Qui peut sérieusement défendre que les syndicats français s'occupent des jeunes exclus du monde du travail ? Les syndicats français s'occupent d'abord, voire quasi-exclusivement, des salariés et non pas de ceux qui veulent devenir salariés.
Quant aux forces politiques dites de gauche, en dehors des emplois jeunes, elles n'ont pas brillé sur ce terrain ni par leur imagination ni par les résultats. Pour arriver à ses fins (le retrait du CPE), la jeunesse ne parait pas regardante quant aux alliés ponctuels qui sont désormais les siens.
Dans de telles conditions, ce mouvement porte en lui deux dynamiques parallèles. Il ringardise l'actuel Gouvernement en le caricaturant comme le Pouvoir d'hier celui qui n'écoute pas, ne dialogue pas, n'évolue pas. Dans le même temps et c'est peut-être là le phénomène le plus redoutable pour le Pouvoir en place, il accepte de rénover l'image de marque de la gauche et celle des syndicats.

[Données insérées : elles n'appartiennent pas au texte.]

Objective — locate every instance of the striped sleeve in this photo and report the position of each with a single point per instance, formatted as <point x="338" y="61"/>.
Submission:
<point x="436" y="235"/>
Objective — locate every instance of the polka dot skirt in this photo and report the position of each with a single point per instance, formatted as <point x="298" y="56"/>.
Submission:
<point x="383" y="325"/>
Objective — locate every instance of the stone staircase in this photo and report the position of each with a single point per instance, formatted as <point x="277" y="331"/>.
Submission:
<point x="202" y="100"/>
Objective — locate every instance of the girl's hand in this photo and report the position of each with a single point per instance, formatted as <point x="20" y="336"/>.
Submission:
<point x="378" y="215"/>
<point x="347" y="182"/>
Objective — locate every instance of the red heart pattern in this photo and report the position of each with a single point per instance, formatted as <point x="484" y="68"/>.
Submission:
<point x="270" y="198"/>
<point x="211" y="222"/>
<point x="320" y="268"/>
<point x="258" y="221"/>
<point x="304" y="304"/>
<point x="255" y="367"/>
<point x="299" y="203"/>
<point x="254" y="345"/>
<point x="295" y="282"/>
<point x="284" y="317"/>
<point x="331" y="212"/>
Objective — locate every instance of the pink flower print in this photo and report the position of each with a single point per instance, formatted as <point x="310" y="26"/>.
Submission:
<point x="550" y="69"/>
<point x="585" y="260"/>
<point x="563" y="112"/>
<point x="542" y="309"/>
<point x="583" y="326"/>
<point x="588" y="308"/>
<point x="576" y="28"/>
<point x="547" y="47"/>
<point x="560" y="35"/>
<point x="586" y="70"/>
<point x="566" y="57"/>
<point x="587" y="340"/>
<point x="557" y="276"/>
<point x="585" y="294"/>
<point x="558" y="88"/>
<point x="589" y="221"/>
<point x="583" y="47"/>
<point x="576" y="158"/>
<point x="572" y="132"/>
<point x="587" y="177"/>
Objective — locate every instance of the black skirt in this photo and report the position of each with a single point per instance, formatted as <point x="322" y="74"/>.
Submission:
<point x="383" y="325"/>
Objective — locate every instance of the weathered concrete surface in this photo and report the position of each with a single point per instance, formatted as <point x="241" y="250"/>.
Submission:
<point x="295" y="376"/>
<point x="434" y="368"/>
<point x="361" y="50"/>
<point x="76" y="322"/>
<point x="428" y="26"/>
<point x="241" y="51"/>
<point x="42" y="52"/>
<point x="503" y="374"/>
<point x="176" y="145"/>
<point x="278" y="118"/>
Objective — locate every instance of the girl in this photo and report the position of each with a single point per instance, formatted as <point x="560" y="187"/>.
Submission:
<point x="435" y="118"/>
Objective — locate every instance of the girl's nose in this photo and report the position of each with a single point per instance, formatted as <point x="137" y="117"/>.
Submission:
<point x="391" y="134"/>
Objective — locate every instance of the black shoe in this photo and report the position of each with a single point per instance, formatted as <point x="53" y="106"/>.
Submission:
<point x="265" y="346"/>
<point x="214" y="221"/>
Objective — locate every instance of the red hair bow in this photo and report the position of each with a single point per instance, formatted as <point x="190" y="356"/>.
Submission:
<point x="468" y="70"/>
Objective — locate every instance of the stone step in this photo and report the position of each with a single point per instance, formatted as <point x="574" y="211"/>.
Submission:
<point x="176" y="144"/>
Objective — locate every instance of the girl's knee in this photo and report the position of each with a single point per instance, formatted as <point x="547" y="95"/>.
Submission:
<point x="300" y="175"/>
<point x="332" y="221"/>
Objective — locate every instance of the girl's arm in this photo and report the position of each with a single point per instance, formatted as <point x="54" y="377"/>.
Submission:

Il y a là deux dynamiques aux effets électoraux redoutables puisqu'elles retranchent d'un côté et ajoutent de l'autre côté. La situation aurait été très différente si les jeunes protestataires avaient par exemple refusé de s'associer à certains partis politiques les renvoyant dos à dos face aux échecs constatés.
En matière d'insertion professionnelle des jeunes, la France est en situation ancienne de grave échec manifeste. Personne ne peut ramener cet échec à l'enjeu du CPE. Cet échec est le fruit de maux considérablement plus graves :
- un enseignement trop déconnecté de la vie professionnelle,
- des entreprises insuffisamment impliquées dans la formation,
- des rigidités et des charges excessives dans le droit du travail qui, de façon incontournable, sont à réviser en cette période de globalisation économique accélérée.
Tous ces sujets ne sont pas abordés. L'actuelle addition des refus protestataires repose essentiellement sur deux points :
- le refus de la distance entre le Pouvoir et les citoyens. Le vrai défi pour D. de Villepin n'était pas la solidité dans l'épreuve mais sa capacité à montrer sa proximité. Les Français sont las que leurs Institutions puissent être aussi distantes des citoyens (voir Outreau),
- le refus de partir dans une échelle des risques dont chacun ne voit plus le sommet. Contrairement à beaucoup d'affirmations, toutes les enquêtes montrent que les français ont évolué dans la reconsidération d' acquis sociaux. Mais aujourd'hui, ils n'arrivent plus à quantifier l'échelle des risques.
Sur ces deux points, une nouvelle fois, la jeunesse est le porte voix d'une large majorité de la population qui se pose des questions identiques. Là est la vraie portée de la situation actuelle.